All who love Bears Ears, want it protected, and want to know how and why it should be protected, will be rewarded from reading Roberts’s and Burrillo’s books. I have read a half dozen books about this remarkable place, and visited a couple of times, and I gained new perspectives on what is at stake from these books. I come away convinced that national monument status must be achieved and that Indigenous people, members of the Bears Ears Intertribal Coalition who drafted the original monument proposal, must be deeply involved in co-managing the monument with the federal government. Burrillo describes how surprised he was to learn that in the languages of all the tribes involved in the Coalition, “Bears Ears is known as Bears Ears.” Very different languages “have different names for every other area, landform, waterway, animal, vegetable, and mineral in the region. But they all refer to those twin sandstone formations by their respective terms for the ears of a bear. I know of no other such case, anywhere.”

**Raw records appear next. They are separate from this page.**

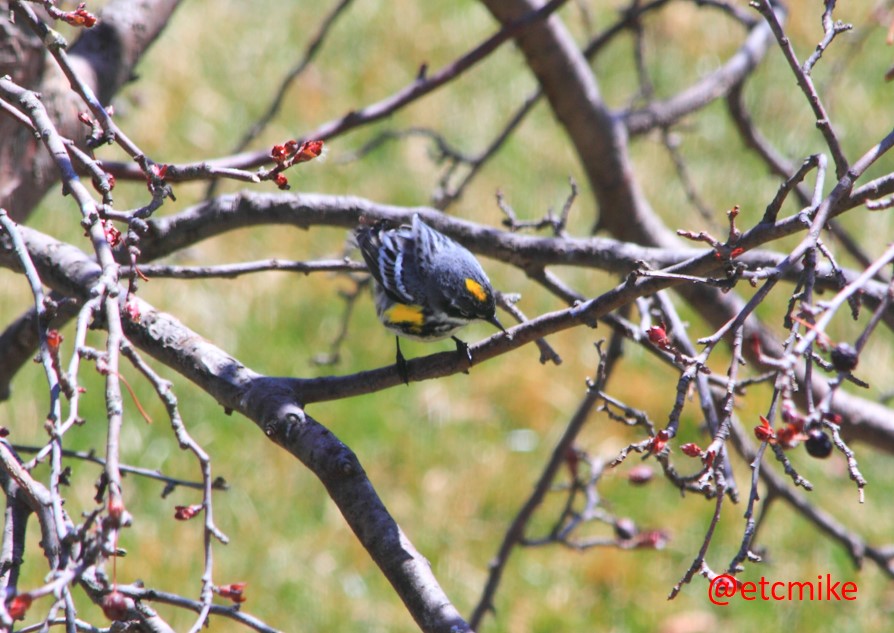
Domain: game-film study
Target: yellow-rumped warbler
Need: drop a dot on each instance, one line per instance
(426, 285)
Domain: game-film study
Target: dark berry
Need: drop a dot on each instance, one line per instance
(625, 529)
(818, 444)
(844, 357)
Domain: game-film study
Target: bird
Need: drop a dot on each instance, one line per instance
(426, 285)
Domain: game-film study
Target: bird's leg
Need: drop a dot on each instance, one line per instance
(401, 363)
(462, 348)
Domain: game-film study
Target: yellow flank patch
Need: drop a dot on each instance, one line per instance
(476, 289)
(401, 313)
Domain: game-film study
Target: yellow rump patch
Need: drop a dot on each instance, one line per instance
(400, 313)
(476, 289)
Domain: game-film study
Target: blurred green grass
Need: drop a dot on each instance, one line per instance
(439, 452)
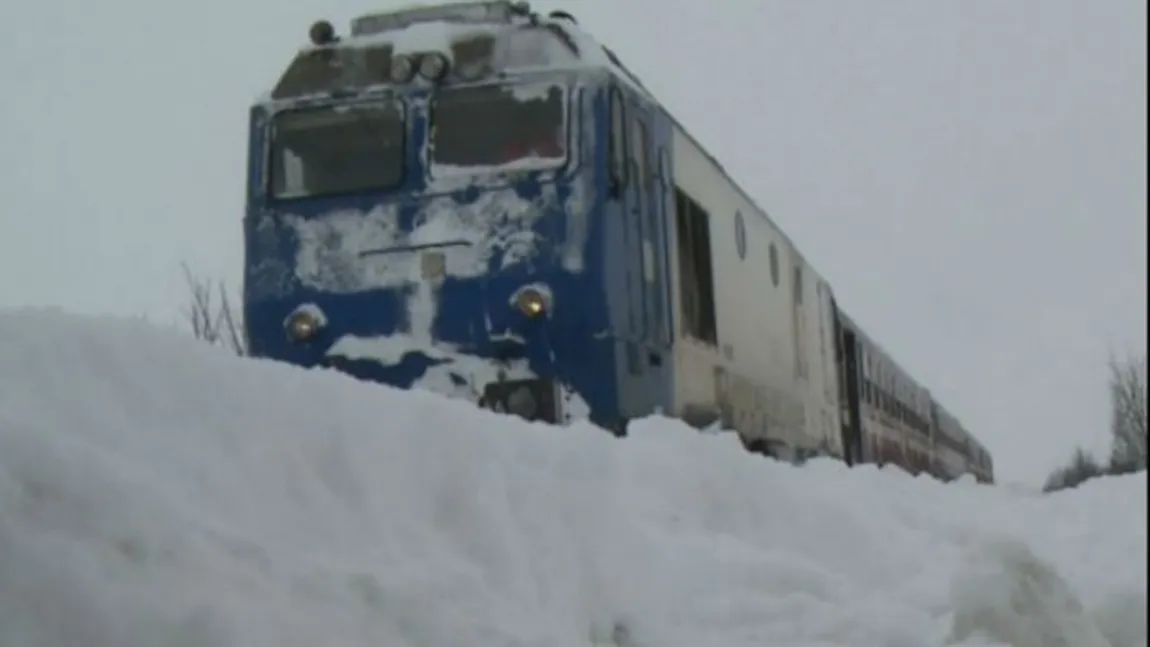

These people share more than a name for this remarkable place. The rest of America has a stake as well.
Get your own copies of the books here:
- David Roberts, The Bears Ears: A Human History of America’s Most Endangered Wilderness. New York: W.W. Norton & Company, 2021.
- E. Burrillo, Behind the Bears Ears: Exploring the Cultural and Natural Histories of a Sacred Landscape. Salt Lake City: Torrey House Press, 2020.
David Brower, then Executive Director of the Sierra Club, gave a talk at Dartmouth College in 1965 on the threat of dams to Grand Canyon National Park. John, a New Hampshire native who had not yet been to the American West, was flabbergasted. “What Can I do?” he asked. Brower handed him a Sierra Club membership application, and he was hooked, his first big conservation issue being establishment of North Cascades National Park.
After grad school at the University of Oregon, John landed in Bellingham, Washington, a month before the park was created. At Western Washington University he was in on the founding of Huxley College of Environmental Studies, teaching environmental education, history, ethics and literature, ultimately serving as dean of the College.
He taught at Huxley for 44 years, climbing and hiking all over the West, especially in the North Cascades, for research and recreation. Author and editor of several books, including Wilderness in National Parks, John served on the board of the National Parks Conservation Association, the Washington Forest Practices Board, and helped found and build the North Cascades Institute.
Retired and now living near Taos, New Mexico, he continues to work for national parks, wilderness, and rewilding the earth.